Self-hosting with E2EE is the only truly verifiable zero-access email solution where you control keys, servers, and logs without requiring trust in any third party.

Tutanota offers a fully open-source implementation with end-to-end encryption and no major trust controversies. Its complete code transparency and clean operational history make it the strongest hosted E2EE option.

Proton Mail provides strong technical architecture with partial open-source code and security audits. However, the 2021 case of logging and providing a climate activist's IP address to authorities (after initially marketing that IPs weren't logged), combined with WEF affiliations, raises trust considerations. Users with heightened threat models should use Tor access.

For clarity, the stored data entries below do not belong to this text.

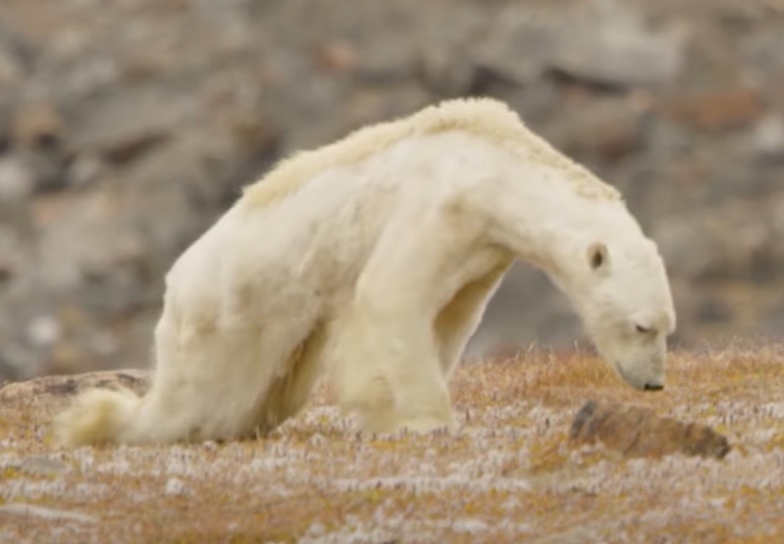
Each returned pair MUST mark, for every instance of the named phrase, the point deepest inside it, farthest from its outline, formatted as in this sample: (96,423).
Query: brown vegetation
(510,474)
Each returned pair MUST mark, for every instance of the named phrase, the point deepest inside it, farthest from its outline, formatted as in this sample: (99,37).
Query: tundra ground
(509,475)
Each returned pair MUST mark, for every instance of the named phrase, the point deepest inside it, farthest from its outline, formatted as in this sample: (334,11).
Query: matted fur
(372,260)
(483,117)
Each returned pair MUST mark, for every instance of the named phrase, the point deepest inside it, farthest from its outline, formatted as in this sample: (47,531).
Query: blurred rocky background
(128,126)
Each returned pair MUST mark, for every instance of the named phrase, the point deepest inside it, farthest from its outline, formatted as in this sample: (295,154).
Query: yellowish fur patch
(482,117)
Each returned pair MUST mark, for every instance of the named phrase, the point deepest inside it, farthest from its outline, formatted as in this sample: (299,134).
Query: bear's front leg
(385,353)
(388,372)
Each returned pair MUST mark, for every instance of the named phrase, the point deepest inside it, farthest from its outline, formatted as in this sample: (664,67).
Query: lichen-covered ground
(509,475)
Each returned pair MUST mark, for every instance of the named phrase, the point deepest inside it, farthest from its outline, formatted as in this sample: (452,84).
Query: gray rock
(39,464)
(45,513)
(768,137)
(17,182)
(608,44)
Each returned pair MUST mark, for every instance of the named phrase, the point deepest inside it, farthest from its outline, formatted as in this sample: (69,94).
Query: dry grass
(508,476)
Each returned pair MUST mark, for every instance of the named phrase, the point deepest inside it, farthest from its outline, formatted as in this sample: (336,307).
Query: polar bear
(372,260)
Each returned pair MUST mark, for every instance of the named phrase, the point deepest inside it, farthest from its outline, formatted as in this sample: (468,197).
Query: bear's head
(626,305)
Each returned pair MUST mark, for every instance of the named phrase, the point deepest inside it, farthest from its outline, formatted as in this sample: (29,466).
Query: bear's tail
(98,416)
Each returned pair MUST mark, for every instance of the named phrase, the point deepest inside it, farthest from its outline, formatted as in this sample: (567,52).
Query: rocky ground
(127,126)
(532,462)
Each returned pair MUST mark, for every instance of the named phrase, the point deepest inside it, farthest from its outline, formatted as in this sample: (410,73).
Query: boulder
(639,432)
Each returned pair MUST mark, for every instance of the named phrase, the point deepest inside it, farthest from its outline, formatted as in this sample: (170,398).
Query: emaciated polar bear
(373,258)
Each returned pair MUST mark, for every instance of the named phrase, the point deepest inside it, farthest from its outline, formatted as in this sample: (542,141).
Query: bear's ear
(598,257)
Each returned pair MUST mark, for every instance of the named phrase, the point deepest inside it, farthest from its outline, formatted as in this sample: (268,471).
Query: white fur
(377,268)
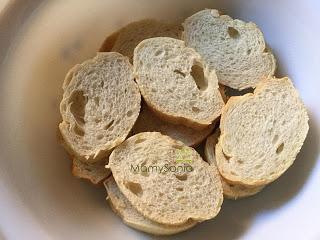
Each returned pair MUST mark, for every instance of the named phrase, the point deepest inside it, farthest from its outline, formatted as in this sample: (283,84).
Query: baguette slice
(100,105)
(189,189)
(175,84)
(134,219)
(127,38)
(261,133)
(231,191)
(94,172)
(148,122)
(235,49)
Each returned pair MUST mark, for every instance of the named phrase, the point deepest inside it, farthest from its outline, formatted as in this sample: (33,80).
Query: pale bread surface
(175,84)
(100,105)
(169,197)
(261,133)
(234,48)
(230,190)
(133,218)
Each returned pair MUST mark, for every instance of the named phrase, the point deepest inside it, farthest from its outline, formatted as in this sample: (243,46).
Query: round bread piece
(235,49)
(134,219)
(175,84)
(261,133)
(127,38)
(166,181)
(94,172)
(100,105)
(148,122)
(230,190)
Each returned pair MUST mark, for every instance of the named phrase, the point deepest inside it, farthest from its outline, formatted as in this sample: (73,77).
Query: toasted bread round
(133,218)
(230,190)
(175,84)
(235,49)
(261,133)
(149,122)
(127,38)
(100,105)
(94,172)
(160,176)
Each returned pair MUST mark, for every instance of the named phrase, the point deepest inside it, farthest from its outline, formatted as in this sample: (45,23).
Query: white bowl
(40,41)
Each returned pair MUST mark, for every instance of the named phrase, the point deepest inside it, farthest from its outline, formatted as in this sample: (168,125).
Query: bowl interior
(39,193)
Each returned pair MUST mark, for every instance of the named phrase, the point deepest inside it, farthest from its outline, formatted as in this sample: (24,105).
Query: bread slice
(175,84)
(235,49)
(261,133)
(100,105)
(230,190)
(108,43)
(134,33)
(148,122)
(94,172)
(134,219)
(173,185)
(127,38)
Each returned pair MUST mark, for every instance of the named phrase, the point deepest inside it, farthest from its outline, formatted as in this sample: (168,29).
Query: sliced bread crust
(189,187)
(175,84)
(131,217)
(230,190)
(94,172)
(127,38)
(100,105)
(149,122)
(261,133)
(235,49)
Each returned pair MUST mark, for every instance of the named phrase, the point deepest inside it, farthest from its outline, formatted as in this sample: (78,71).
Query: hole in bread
(129,113)
(233,173)
(195,109)
(68,78)
(280,148)
(226,157)
(233,33)
(198,76)
(182,199)
(78,103)
(179,73)
(133,187)
(139,140)
(100,136)
(179,147)
(108,125)
(160,52)
(78,130)
(97,101)
(144,171)
(258,166)
(182,177)
(275,139)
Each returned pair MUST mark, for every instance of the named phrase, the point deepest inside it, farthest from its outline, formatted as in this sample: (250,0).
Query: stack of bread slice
(132,115)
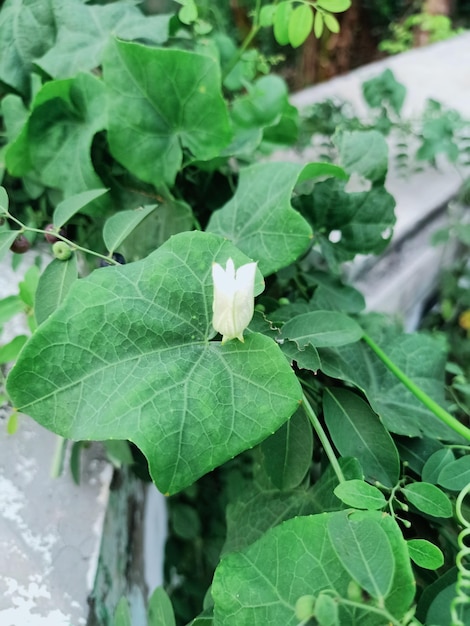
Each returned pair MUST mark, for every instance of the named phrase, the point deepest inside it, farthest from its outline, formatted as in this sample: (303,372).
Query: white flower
(234,298)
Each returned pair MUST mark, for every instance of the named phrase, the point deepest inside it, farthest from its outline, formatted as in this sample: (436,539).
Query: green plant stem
(73,245)
(323,438)
(58,459)
(422,396)
(255,27)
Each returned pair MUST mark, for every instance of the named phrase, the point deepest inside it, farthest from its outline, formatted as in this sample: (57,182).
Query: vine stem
(422,396)
(323,438)
(255,27)
(74,246)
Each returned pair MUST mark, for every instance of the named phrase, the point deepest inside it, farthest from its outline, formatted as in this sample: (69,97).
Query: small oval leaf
(360,495)
(120,225)
(425,554)
(456,475)
(322,329)
(331,23)
(300,25)
(429,499)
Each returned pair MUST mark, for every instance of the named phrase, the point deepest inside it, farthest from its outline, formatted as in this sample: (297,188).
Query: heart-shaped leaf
(260,220)
(128,356)
(162,101)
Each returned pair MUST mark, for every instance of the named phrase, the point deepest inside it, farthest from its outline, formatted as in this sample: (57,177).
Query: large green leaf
(287,455)
(128,356)
(55,143)
(161,102)
(421,357)
(260,220)
(83,31)
(356,431)
(364,551)
(261,584)
(26,32)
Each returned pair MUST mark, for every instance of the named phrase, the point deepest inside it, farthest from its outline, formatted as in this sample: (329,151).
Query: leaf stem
(323,438)
(422,396)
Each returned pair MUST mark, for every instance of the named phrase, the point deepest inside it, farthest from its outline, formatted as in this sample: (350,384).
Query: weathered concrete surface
(406,274)
(50,530)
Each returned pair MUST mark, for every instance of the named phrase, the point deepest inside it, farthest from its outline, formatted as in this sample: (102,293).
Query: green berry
(61,251)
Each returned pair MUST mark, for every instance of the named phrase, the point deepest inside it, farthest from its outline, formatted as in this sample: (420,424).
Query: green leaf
(317,170)
(422,357)
(188,12)
(7,237)
(281,22)
(331,293)
(384,89)
(122,614)
(10,306)
(263,104)
(262,583)
(69,207)
(163,101)
(83,30)
(160,611)
(287,454)
(54,284)
(322,329)
(266,15)
(455,475)
(335,6)
(120,225)
(364,152)
(425,554)
(435,464)
(429,499)
(55,144)
(26,32)
(300,24)
(363,220)
(9,352)
(331,23)
(364,551)
(260,220)
(128,356)
(357,431)
(326,611)
(360,495)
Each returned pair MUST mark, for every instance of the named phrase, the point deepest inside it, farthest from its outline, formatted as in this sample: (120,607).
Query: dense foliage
(325,435)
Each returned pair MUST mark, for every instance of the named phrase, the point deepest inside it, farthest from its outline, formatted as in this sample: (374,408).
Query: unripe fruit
(61,251)
(305,607)
(20,245)
(51,232)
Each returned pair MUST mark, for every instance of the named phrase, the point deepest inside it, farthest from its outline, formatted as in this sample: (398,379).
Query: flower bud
(233,303)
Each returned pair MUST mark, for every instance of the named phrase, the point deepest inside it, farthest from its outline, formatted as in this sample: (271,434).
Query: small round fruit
(51,232)
(20,245)
(61,250)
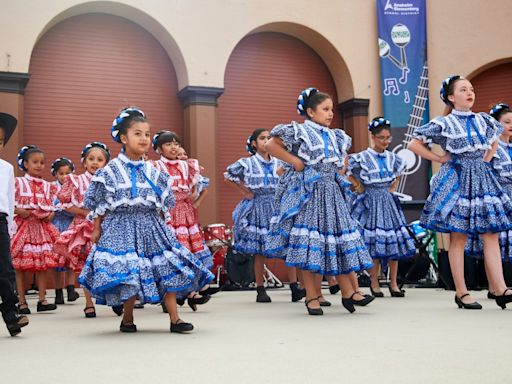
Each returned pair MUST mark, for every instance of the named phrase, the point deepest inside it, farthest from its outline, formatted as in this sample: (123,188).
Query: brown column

AtomicMail shows promise with similar E2EE claims but requires more independent verification and trust due to less code transparency and limited operational history.

Traditional providers like Mailbox.org, Posteo, and Kolab Now offer good privacy practices when combined with user-managed PGP encryption. They are honest about their limitations and don't claim zero-access.

Mainstream services like Gmail, Fastmail, and HEY should not be considered private email providers as they can read message contents by design.